Let the ginger water cool until it is warm but not hot. Stir in honey, lemon juice, and a tiny pinch of salt if using. The salt should not make the syrup salty. It just sharpens the ginger.
Pour into a clean bottle and refrigerate.
How to Use It
For hot tea, use 1 to 2 teaspoons per mug.
For iced tea or lemonade, use 1 tablespoon per glass, then adjust. Ginger can sneak up on you, especially after the syrup sits overnight.
For sparkling water, combine 1 tablespoon syrup, 1 tablespoon lemon or lime juice, and 6 to 8 ounces sparkling water over ice.
For cocktails, try it in whiskey sours, bourbon lemonades, hot toddies, dark rum drinks, gin sours, and tequila highballs. For mocktails, pair it with lemon, lime, grapefruit, mint, basil, pear, peach, or black tea.
Storage
Keep the syrup refrigerated and use it within 2 weeks. It may thicken slightly when cold. Shake before using.

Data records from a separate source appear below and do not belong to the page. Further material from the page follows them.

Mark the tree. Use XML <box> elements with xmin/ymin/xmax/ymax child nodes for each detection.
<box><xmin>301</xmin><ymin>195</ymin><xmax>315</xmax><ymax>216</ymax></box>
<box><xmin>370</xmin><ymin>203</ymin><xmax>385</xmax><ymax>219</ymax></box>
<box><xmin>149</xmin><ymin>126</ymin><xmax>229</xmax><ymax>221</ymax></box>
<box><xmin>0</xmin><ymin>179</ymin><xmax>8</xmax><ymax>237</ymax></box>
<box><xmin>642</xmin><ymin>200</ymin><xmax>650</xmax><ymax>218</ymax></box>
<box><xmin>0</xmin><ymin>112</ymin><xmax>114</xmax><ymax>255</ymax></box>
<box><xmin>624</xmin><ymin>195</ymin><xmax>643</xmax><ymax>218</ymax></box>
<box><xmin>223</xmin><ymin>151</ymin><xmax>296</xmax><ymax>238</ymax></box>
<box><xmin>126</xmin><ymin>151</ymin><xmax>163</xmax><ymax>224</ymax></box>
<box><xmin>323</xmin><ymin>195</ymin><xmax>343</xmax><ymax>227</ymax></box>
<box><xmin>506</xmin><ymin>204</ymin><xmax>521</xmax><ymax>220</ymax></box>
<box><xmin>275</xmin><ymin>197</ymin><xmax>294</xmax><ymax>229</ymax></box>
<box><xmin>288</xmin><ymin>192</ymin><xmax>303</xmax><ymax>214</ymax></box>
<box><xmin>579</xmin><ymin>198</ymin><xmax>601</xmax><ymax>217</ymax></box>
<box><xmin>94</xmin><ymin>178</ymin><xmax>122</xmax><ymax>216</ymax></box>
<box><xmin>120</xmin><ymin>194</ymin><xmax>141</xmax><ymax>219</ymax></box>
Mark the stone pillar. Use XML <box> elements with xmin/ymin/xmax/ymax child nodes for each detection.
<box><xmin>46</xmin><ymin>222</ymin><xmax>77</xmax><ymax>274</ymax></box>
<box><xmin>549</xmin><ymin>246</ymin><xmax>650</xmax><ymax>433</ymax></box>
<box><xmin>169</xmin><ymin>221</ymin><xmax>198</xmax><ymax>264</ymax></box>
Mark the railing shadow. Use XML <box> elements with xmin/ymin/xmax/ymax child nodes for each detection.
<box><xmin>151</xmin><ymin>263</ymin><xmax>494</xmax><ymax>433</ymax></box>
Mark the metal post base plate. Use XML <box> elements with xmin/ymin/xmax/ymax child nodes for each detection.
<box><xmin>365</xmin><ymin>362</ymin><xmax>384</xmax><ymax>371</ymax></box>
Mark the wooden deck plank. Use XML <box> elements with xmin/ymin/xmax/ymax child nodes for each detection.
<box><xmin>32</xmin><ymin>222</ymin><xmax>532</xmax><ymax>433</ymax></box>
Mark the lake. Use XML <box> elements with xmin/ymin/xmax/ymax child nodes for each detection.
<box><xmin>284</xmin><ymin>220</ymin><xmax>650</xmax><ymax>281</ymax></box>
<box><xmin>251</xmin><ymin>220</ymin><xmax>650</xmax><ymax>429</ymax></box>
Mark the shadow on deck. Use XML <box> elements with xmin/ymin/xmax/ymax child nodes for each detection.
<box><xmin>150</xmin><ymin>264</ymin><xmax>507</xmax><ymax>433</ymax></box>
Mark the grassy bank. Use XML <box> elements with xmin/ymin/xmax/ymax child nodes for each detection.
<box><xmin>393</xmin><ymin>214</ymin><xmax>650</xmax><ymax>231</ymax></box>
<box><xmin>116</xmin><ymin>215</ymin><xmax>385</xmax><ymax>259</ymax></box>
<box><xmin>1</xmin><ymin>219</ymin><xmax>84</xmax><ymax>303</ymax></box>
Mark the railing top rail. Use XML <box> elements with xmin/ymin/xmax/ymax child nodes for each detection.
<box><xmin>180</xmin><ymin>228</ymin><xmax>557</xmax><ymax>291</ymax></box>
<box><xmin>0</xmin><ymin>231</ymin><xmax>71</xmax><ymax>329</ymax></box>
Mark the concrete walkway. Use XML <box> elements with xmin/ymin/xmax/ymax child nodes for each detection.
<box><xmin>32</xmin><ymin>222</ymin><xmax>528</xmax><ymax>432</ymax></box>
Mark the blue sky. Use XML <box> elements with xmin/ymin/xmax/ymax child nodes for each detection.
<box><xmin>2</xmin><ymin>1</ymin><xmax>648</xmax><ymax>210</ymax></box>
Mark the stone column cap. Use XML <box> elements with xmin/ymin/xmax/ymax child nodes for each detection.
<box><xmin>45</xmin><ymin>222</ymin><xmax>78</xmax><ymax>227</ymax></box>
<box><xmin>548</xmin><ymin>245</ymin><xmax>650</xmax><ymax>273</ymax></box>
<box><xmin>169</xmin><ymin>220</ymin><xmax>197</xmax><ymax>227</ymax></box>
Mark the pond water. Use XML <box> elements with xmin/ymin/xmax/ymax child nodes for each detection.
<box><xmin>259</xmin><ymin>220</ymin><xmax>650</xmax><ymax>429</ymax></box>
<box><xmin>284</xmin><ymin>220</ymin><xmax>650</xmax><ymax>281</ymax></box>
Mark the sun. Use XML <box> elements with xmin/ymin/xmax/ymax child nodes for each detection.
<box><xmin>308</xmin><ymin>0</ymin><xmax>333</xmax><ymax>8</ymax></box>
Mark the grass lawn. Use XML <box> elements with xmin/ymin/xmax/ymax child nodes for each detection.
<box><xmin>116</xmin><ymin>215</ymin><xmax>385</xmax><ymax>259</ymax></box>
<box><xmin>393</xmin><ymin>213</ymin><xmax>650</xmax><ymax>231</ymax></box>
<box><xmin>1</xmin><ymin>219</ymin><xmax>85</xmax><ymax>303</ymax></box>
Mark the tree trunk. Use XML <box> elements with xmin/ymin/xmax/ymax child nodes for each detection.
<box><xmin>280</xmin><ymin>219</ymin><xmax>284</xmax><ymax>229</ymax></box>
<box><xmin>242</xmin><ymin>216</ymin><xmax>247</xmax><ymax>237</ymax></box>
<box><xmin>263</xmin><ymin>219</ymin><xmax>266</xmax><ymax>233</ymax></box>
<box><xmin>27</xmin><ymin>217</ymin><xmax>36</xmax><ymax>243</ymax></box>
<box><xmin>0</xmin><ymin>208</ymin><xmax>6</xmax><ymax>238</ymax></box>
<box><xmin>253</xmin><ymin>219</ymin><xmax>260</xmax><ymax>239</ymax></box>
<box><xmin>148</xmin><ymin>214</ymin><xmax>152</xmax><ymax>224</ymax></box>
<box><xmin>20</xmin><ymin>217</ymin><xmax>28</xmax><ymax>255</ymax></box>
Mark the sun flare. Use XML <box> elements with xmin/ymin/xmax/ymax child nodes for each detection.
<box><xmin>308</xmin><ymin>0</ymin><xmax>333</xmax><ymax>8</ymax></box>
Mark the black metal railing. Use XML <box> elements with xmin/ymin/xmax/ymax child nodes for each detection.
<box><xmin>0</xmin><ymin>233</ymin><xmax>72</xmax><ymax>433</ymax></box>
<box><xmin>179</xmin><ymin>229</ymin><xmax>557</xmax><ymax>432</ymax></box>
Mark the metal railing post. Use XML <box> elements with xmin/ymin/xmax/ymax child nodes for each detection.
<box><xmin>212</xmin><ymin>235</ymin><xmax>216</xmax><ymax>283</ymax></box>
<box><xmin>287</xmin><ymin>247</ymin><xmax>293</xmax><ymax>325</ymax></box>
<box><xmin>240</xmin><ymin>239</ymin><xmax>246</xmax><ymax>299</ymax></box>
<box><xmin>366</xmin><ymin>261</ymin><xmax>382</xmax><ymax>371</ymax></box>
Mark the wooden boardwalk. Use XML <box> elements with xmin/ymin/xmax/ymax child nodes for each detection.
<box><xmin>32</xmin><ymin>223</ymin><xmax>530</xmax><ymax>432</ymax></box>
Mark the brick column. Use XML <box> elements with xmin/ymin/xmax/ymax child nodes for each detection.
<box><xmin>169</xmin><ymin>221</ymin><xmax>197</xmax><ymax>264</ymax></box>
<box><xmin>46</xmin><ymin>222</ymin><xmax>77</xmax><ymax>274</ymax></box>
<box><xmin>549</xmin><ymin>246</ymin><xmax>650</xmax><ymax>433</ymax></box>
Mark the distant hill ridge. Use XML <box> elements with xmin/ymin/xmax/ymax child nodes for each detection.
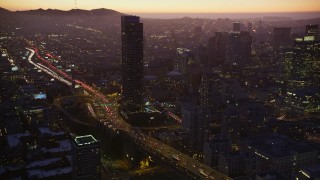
<box><xmin>0</xmin><ymin>7</ymin><xmax>12</xmax><ymax>14</ymax></box>
<box><xmin>0</xmin><ymin>7</ymin><xmax>122</xmax><ymax>16</ymax></box>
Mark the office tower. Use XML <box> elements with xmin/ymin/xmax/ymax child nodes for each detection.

If it smells fermented, grows mold, fizzes hard, or changes texture, throw it out. This is a refrigerator syrup, not a shelf-stable preserve.
Honey should not be given to children under 1 year old. That applies here too.
Easy Variations
Ginger lime honey syrup: Use lime juice instead of lemon juice.
Ginger turmeric honey syrup: Add 1/2 teaspoon ground turmeric to the ginger while it simmers. Strain through cloth if you want it smoother.
Ginger mint honey syrup: Add a small handful of mint after the heat is off and steep for only 5 minutes.
Extra-hot ginger syrup: Use 1 1/2 cups sliced ginger and steep for 15 minutes after simmering.
My Favorite Glass
Add 1 tablespoon ginger honey syrup and 1 tablespoon lemon juice to a glass of ice. Top with cold sparkling water and stir.
It tastes like ginger lemonade without the work, which is exactly why I keep making it.